Growth in oil and gas production has led to major new revenues for US state and local governments. This paper examines the top 16 oil and gas producing states, showing substantial variation in how these revenues are collected and allocated.
- On average, the leading revenue sources are severance taxes and other similar mechanisms, followed by state oil and gas leases, local property taxes, and federal leases.
- State and local governments collect roughly 10 percent of oil and gas revenue on average, ranging from a low of roughly 1 percent to a high of nearly 40 percent.
- Most revenue goes to state expenditures, followed by education, local governments, and trust funds.
- This work expands the current understanding of US state and local government revenues from oil and gas production by examining revenues from a wider variety of sources than other published research and describing how these revenues are used.

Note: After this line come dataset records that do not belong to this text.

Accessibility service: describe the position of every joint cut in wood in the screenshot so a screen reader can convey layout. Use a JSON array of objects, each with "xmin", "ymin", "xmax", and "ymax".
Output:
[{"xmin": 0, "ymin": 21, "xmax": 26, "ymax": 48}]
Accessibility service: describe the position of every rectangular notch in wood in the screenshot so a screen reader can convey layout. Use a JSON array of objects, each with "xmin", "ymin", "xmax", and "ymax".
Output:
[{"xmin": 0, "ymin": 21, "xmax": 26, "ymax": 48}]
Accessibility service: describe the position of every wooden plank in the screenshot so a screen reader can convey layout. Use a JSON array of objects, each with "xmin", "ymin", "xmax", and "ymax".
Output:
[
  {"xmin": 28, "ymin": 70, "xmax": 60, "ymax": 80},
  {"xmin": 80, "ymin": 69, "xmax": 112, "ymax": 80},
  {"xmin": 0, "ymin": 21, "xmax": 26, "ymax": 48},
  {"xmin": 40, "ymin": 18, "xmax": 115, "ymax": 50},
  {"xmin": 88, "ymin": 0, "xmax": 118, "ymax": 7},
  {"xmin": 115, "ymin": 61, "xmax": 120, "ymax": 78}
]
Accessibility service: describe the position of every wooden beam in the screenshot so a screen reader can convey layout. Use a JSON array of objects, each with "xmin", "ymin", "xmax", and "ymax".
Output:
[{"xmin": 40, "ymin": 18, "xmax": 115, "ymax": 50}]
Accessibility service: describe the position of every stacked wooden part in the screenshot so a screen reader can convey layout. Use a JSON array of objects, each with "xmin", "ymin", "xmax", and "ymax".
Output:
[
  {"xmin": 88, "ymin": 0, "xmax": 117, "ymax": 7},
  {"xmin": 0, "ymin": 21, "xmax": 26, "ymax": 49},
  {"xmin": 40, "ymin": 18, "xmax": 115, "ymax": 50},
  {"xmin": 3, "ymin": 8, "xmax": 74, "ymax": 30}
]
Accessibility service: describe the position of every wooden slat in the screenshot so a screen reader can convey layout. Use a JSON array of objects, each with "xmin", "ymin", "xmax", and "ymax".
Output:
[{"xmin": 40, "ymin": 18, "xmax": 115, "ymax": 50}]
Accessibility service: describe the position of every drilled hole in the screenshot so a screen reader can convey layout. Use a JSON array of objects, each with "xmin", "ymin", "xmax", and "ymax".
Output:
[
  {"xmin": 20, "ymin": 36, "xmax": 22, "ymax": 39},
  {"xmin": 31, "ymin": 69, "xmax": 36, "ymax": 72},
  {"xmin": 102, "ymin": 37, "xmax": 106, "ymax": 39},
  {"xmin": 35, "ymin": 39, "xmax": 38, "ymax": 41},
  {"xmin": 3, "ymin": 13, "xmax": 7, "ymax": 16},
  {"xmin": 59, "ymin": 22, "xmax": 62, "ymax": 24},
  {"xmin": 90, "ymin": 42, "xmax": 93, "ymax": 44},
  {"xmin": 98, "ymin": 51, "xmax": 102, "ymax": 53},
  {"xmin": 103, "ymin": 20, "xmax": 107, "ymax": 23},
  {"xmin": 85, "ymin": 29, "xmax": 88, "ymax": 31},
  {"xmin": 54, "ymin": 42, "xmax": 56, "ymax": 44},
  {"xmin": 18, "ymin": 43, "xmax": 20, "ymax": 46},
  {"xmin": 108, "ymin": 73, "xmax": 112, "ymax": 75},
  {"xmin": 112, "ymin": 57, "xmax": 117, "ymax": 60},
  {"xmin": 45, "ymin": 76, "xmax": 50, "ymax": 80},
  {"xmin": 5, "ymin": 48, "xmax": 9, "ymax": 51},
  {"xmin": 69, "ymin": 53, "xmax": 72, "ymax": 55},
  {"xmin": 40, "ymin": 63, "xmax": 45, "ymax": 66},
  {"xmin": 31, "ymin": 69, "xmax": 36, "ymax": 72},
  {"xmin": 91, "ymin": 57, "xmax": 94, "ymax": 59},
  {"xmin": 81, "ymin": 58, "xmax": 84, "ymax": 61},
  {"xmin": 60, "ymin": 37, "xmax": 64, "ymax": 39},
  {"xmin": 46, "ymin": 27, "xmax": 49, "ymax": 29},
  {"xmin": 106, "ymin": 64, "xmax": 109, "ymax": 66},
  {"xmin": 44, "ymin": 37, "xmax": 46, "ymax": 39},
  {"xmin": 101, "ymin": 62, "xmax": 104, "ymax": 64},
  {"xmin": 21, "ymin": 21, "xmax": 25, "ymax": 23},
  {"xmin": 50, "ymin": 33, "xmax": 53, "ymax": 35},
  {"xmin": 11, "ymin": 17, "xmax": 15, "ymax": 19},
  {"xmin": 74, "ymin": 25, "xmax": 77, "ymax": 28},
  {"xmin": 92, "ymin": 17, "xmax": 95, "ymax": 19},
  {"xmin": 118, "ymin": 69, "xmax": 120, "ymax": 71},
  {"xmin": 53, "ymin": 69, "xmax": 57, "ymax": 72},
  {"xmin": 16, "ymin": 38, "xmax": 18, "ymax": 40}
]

US state and local governments generate revenues from oil and gas production through a variety of mechanisms. In this paper, we quantify four leading sources: (1) state taxes levied on the value or volume of oil and gas produced; (2) local property taxes levied on the value of oil and gas property; (3) oil and gas lease revenues from state lands; and (4) oil and gas lease revenues from federal lands. We measure these revenues against the total value of oil and gas produced in the top 16 oil- and gas- producing states using fiscal year 2013 as a benchmark. On average, state and local governments collect roughly 10 percent of oil and gas revenue, ranging from a low of roughly 1 percent to a high of nearly 40 percent (not including income taxes). We also assess the use of these revenues, finding that there is substantial variation among states. The largest shares of revenue flow to state governments’ current expenditures and education, followed by local governments. Some states also allocate a portion of oil and gas revenues to trust funds endowing future government operations and/or education expenditures.